Fitzgerald doesn't let his readers forget about the religious backdrop imposed on "Babylon Revisited" by the title. As Charlie is tempted by his old life of drinking and debauchery, we see the mouth of hell yawning open for him.

"I want to get to know you," he said gravely. "First let me introduce myself. My name is Charles J. Wales, of Prague."

"Oh, daddy!" her voice cracked with laughter.

"And who are you, please?" he persisted, and she accepted a role immediately: "Honoria Wales, Rue Palatine, Paris." (2.19-21)

Charlie pretends that he and is daughter are strangers, which is in part true at the moment. More importantly, it is a sign of what is to come – Charlie fears that he is losing his daughter and that he is running out of time to get to know her before she is an adult. In this conversation we see a vision of Charlie come back to Paris, years later, when his daughter is an adult, as he pretends here, and is also a stranger to him.

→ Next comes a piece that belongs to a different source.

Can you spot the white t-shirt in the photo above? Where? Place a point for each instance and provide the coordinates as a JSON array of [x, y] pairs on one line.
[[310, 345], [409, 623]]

Going over it again brought Helen nearer, and in the white, soft light that steals upon half sleep near morning he found himself talking to her again. She said that he was perfectly right about Honoria and that she wanted Honoria to be with him. She said she was glad he was being good and doing better. She said a lot of other things – very friendly things – but she was in a swing in a white dress, and swinging faster and faster all the time, so that at the end he could not hear clearly all that she said. (3.57)

One interpretation of this passage is that it is an example of Charlie's tendency toward justification and self-delusion. Just as he pretends that he didn't leave his address for Duncan at the Ritz, he pretends that his wife gives permission for him to have Honoria, in order to ease his conscience.

Back at his hotel, Charlie found a pneumatique that had been redirected from the Ritz bar where Charlie had left his address for the purpose of finding a certain man. (4.10)

The "certain man" is, of course, Duncan Schaeffer. This is a genius line on Fitzgerald part. It subtly reminds us that Charlie left his address for Duncan, (which we will need to remember in about two pages, at the end of the story), yet hints that the action at the story's start is already fading from Charlie's mind. In Charlie's memory, he left an address for a certain man – not for Duncan. This sets us up for Charlie's forgetfulness at the story's conclusion.

"No, no more," he said to another waiter. "What do I owe you?"

He would come back some day; they couldn't make him pay forever. (5.16-7)

These are two loaded statements at the end of the story. Charlie wonders what he owes the waiter for his tab, but he's also wondering how much more he has to pay before he's redeemed himself from past mistakes.